The basic elements of communication are source, sender, channel, receiver, destination, message, and feedback. We can examine how each of these manifests in music therapy. Music is the channel, but in a brain-injured person there are issues with the links between the receiver and the destination. The destination is the brain, and most types of channels are not received as effectively as music is. Music is the superior channel because the auditory system works more quickly than other receiver systems and it works more effectively.
In addition, music is one of the most complex forms of communication. If we attempt to communicate to a brain-injured person using simple channels, that person may prove largely unresponsive to the channel we have chosen. Music provides many channels by which communication can take place. There are multiple instruments playing, a combination of rhythms and melodies, and while we can never be certain which element is having the most impact, something in the complex message is being received and the destination is interpreting it. Music is often indirect in the way it conveys its message as well, open to significant interpretation.

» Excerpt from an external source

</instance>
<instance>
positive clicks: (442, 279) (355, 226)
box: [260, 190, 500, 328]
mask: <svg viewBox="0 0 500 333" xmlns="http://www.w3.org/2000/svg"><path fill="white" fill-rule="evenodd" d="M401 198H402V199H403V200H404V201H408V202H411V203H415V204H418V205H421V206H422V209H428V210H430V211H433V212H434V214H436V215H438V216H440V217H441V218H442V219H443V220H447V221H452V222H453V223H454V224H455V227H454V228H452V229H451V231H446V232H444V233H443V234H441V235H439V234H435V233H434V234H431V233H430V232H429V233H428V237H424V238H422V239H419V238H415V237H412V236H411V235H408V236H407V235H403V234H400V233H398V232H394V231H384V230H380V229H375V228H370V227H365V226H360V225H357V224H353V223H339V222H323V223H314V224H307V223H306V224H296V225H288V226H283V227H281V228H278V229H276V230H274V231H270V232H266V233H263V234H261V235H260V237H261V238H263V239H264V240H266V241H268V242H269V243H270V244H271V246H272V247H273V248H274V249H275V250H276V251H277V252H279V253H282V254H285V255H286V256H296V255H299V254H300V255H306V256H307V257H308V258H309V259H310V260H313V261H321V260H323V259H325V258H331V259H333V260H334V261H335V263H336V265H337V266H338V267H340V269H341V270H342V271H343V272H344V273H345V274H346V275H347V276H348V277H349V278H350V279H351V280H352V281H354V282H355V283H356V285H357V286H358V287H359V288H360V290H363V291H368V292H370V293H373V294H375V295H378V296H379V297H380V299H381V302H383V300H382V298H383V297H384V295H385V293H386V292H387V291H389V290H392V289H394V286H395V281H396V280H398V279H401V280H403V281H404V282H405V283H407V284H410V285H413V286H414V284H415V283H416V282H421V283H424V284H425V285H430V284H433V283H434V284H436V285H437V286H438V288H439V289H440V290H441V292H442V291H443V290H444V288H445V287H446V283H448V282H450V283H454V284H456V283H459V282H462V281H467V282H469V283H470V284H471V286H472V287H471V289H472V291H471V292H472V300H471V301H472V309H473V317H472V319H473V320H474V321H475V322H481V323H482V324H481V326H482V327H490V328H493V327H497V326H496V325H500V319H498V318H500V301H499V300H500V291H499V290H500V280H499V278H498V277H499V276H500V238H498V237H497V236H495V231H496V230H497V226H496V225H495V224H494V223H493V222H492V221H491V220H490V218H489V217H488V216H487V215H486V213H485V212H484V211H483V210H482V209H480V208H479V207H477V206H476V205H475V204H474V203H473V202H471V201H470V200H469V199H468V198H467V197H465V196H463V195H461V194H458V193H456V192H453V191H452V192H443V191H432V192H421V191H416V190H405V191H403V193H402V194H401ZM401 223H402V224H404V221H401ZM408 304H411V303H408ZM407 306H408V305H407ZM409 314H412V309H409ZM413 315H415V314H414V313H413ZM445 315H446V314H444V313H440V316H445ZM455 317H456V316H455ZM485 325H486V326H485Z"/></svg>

The receiver, therefore, may be able to interpret the message according to whatever pathways are capable of functioning. If there is brain injury, these methods and logics may be different from what is expected—almost certainly they are, or conventional channels would be effective. There is something in the complexity of music that enables the receiver to take some sort of message to the destination. This may be all that is required to spur the process of neural repair and stimulation.
Other media do not have the same effect on the brain. It has been established that music is more effective than visual stimuli (Thaut & McIntosh, 2010). Touch is also an effective medium, but is not necessarily as complex as music. Moreover, touch lacks the ability to stimulate critical motor pathways, which in turn allow for the spillover effect where the stimulus works on cognitive pathways as well. Likewise, taste and smell are not necessarily the most effective because they are not as closely linked to motor function as music is.
Music therapy is highly effective for dealing with brain-injured persons because it leverages the most powerful channel for communication. The sender is not sending an explicit message, but one that must be interpreted by the destination, and this interpretation can be done in any number of different ways. The complex manner in which music stimulates the brain, beginning with motor function and extending to cognitive function, is something that other channels lack.